Months before the 2015 Presidential election, Buhari was scorned as an ex-dictator and unapologetic Islamist. Many of us, pseudo-journalists, flooded the social media arguing against the presidency of a dangerous man. The revered Wole Shoyinka wrote a blistering piece cataloging the misdeeds of Buhari’s past administration and his subsequent involvement in the Nigerian space.

That was before Alamieyeseigha was rumored and announced to be a recipient of Nigeria’s highest award at the Centenary celebration of England annexing the Southern and Northern Nigeria. Before Patience Jonathan—yes, the wife of the President, hijacked our private and institutional spaces, and rather than empathy for the mothers of Chibok girls, she derided them; before before Michelle Obama was forced to lead the campaign to force our government out of silence when hundreds of our beautiful daughters were kidnapped. Before it became clear that the PhD Stella Oduah claimed was fake. Before Lamido Sanusi told us of possible financial impropriety involving the NNPC, Diezani Alison-Madueke, and others, and in spite, Jonathan administration attempted to silence the story to oblivion. The list of ‘befores’ that predated our collective desire to boot Jonathan out of the presidency is inexhaustible. It became clear that Nigerians needed a break from the past—that our Union was being threatened and in comatose.

How do we break from the past and where do we head were two rational questions, but each of the inquiries proved beyond the paygrades of even the more accomplished among us. The political climate was rife with a Northern presidency—but, who among the known possibilities could we rally behind. Atiku, a well-known thief and fugitive from US’ justice, clamored for our supports, as well as others less known. Tinubu, a Southerner, with a well-established ambition to hijack the national purse and empty the darn thing, rallied around his cabal of political charlatans to re-present Buhari to us. Ordinarily, Nigerians would have seen through the charade, but our urgent desire to do away with Jonathan proved too murky for us to see through.

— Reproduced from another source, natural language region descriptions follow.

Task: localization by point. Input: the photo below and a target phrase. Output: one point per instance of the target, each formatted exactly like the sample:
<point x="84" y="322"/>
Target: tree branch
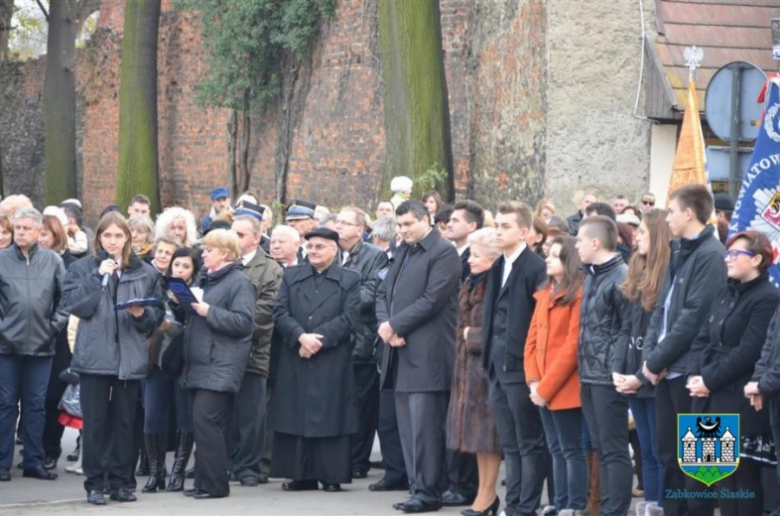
<point x="43" y="10"/>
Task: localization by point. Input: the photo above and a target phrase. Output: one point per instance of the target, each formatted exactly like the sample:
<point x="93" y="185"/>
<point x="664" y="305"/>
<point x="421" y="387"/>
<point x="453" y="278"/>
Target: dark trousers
<point x="26" y="378"/>
<point x="421" y="424"/>
<point x="672" y="398"/>
<point x="390" y="440"/>
<point x="606" y="413"/>
<point x="211" y="412"/>
<point x="522" y="439"/>
<point x="563" y="430"/>
<point x="52" y="430"/>
<point x="162" y="389"/>
<point x="108" y="405"/>
<point x="643" y="410"/>
<point x="367" y="393"/>
<point x="747" y="477"/>
<point x="249" y="422"/>
<point x="462" y="473"/>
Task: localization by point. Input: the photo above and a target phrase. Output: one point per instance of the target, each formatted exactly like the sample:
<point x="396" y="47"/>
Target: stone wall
<point x="594" y="143"/>
<point x="541" y="104"/>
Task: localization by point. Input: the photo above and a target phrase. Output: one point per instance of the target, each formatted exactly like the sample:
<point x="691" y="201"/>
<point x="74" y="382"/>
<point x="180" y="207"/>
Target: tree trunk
<point x="232" y="137"/>
<point x="416" y="118"/>
<point x="6" y="13"/>
<point x="59" y="103"/>
<point x="138" y="168"/>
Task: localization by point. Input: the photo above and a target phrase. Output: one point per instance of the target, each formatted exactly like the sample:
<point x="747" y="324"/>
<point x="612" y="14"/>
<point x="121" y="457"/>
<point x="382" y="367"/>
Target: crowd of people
<point x="461" y="337"/>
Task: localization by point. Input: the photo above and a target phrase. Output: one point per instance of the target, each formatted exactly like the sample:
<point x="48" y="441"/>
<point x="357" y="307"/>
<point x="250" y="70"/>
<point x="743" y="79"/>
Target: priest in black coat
<point x="314" y="408"/>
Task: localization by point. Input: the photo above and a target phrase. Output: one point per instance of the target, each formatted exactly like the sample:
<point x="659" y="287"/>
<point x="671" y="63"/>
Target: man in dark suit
<point x="367" y="260"/>
<point x="416" y="308"/>
<point x="509" y="307"/>
<point x="462" y="473"/>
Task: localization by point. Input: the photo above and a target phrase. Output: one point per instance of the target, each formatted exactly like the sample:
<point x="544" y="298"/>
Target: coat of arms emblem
<point x="708" y="445"/>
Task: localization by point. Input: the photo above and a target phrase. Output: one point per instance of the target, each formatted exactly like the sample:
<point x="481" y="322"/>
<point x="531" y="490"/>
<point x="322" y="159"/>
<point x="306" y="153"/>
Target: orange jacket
<point x="551" y="351"/>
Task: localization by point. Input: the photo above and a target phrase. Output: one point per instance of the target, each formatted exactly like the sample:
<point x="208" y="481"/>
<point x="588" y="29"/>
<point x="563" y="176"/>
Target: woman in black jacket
<point x="162" y="388"/>
<point x="111" y="354"/>
<point x="217" y="343"/>
<point x="723" y="358"/>
<point x="54" y="237"/>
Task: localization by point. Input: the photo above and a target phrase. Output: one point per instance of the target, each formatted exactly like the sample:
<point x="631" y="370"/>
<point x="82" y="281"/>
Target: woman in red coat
<point x="470" y="424"/>
<point x="551" y="372"/>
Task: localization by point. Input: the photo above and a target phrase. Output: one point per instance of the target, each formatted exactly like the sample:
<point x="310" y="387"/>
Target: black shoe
<point x="493" y="509"/>
<point x="416" y="506"/>
<point x="96" y="497"/>
<point x="203" y="495"/>
<point x="301" y="485"/>
<point x="40" y="473"/>
<point x="385" y="485"/>
<point x="249" y="481"/>
<point x="454" y="499"/>
<point x="122" y="494"/>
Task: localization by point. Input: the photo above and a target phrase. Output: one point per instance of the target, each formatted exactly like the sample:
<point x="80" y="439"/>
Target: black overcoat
<point x="315" y="397"/>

And, that was how Buhari stole our future. He became our hopes in the absence of any evidence to lead us through the smog. All the liabilities that made Buhari toxic didn’t disappear—the retroactive application of capital punishment didn’t disappear; the 52 suitcases that cleared through our Customs without inspection were not returned; we didn’t request any additional information against Buhari’s political naivety that scuttled any economic recovery in 1983; so many questions that hanged over Mr. Buhari. Rather, in Buhari, we began to see a titan against corruption—which has rightly eaten us to comatose; we began to see a tenacious fighter—taught through experience and personal discipline. In short, we built ourselves into a cult of Buharist—perpetuating a messiah to lead us through the fight of Armageddon. Almost two years into his administration, we’re not only stuck in Armageddon, but Buhari also appears to have absconded and dashed our hopes.

How do you tell Nigerians to look inward during this period of economic and social upheavals when at the first opportunity to bail out, you bailed out! How do you reinforce that Nigerians are capable when you rather trust your life to a foreign doctor at a foreign clinic than Nigerian trained professionals? Yes, we may not be able to solve your particular kind of problems, but that is how millions of us live our lives. I couldn’t begrudge you for fighting for your life, I could only have hoped that you would have used your fight for a higher and greater goods.

In almost two years of your administration, Nigerians are reduced to peddle rumors of your administration’s fights against corruption; we hardly have any real and direct news from you. When billions of money are not discovered in a house, we hear the news that some other individuals have returned money back into government’s coffer. Again, it is good if some rogues return the money, but is it true? And even, if it is true, the larger questions of our courts’ systems and the efficiencies of our prosecutorial teams are yet to be addressed in any meaningful way. While fighting corruption was central to you allure, Nigerians have other problems, and your administration has failed.